Il y a sur le mur de la maison dehors une lanterne qui éclaire avec des moustiques autour et il fait noir, mais les gens discutent, les gens jouent aux cartes dans la pénombre et moi, dans la fraîcheur de la pelouse, dans l’humidité, je devrais être couché mais tous les parents du village ont décidé que c’était vendredi et que le couvre-feu est levé : les enfants peuvent se balader n’importe où même s’il est passé minuit. C’est dans ces moments comme celui-là que je remercie la terre de m’avoir fait un frère. Ça fait quelqu’un avec qui se balader dans les rues noires, et dans la cour arrière, ça fait quelqu’un avec qui endurer la musique des parents. 

J’étais jeune et je ne comprenais rien de ce que disaient les vieux. Je dirais même plus : je me foutais de ce qu’ils racontaient. Tout me paraissait obscure et étrange, parfois ennuyant, mais toujours remarquablement nouveau. Pour cette raison, tout s’ancrait si rapidement dans ma mémoire, sans que j’y fasse attention, que c’était comme si j’avais autour de moi un champ magnétique attirant la totalité de mes possibles souvenirs. Tout me collait à la peau. Une éponge, voilà ce que j’étais. Je regrette aujourd’hui cette époque spongieuse... Je me demande ce qui se serait produit si, au lieu de tout absorber, j’avais tout craché.

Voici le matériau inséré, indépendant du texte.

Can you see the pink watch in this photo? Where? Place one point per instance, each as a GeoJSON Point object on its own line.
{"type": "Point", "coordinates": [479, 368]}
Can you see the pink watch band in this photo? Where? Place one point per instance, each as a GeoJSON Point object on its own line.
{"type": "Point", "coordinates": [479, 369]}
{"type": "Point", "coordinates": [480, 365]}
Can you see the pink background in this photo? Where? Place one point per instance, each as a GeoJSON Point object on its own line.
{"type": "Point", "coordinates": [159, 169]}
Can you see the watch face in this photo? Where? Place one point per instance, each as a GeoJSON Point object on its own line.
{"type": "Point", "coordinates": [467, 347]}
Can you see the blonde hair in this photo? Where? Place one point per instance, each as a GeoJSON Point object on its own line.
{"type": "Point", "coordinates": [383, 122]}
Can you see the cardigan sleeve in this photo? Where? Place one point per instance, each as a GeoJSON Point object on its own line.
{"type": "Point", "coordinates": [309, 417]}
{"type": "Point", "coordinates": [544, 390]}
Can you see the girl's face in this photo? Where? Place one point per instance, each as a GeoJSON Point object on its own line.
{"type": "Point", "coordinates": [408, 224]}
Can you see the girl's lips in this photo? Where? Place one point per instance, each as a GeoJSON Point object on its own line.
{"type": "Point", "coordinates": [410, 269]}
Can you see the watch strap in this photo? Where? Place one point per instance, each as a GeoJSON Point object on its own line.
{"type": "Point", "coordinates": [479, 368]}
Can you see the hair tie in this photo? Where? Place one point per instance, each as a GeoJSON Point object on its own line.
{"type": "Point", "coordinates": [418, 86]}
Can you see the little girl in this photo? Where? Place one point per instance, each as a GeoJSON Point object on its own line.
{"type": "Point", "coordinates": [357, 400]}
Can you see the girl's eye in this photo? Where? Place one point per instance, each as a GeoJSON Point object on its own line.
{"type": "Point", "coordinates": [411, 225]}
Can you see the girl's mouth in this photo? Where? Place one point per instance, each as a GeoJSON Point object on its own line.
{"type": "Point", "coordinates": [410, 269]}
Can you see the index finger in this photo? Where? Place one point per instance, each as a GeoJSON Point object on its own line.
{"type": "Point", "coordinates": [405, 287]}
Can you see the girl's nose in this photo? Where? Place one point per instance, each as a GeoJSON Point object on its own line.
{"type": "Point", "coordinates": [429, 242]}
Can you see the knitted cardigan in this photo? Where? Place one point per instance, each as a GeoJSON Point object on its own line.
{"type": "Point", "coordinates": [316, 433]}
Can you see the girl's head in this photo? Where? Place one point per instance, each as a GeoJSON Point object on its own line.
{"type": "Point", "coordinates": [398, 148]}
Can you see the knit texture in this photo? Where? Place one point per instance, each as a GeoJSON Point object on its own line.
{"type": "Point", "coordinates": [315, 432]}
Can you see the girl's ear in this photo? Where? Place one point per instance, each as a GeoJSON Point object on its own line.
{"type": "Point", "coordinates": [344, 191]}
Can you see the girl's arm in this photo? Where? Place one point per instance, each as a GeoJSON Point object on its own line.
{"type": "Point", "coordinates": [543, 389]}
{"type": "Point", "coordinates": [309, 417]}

Mais je ne suis pas là pour supposer, encore moins pour regretter. Je suis là pour vous expliquer que Marie-Ève habitait dans les rues noires près du fleuve. Mon frère et moi avions marché jusqu’à chez elle, simplement pour voir sa maison et l’imaginer, elle, à l’intérieur de cela, faisant je ne sais pas quoi, dormir peut-être, qui sait, et nous tentions d’expliquer à quel point elle devait être belle lorsqu’elle dort.

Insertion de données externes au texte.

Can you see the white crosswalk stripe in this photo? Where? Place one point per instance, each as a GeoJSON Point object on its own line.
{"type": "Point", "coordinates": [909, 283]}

Nous étions amoureux d’elle. Comme deux frères idiots qui ignorent les rivalités que posent l’amour. Et de voir sa maison, comme ça, la nuit alors que nous avions l’habitude de la voir en plein jour, c’était comme regarder une chose sous un nouvel oeil. Comme la première fois où vous avez mis le pied dans la cour de votre école primaire la nuit : étrangement nouveau. Vous réalisez alors que les choses existent autant la nuit que le jour, à la différence qu’elles sont un peu plus foncées. Mais de voir ce foncé, ce noir qui nous avait longtemps été caché par le couvre-feu, ça nous avait ouvert les yeux sur un nouveau monde. Mon frère avait alors vu la possibilité de ne pas retourner se coucher : 

- Je me demande si c’est possible de rester réveillés jusqu’à demain matin...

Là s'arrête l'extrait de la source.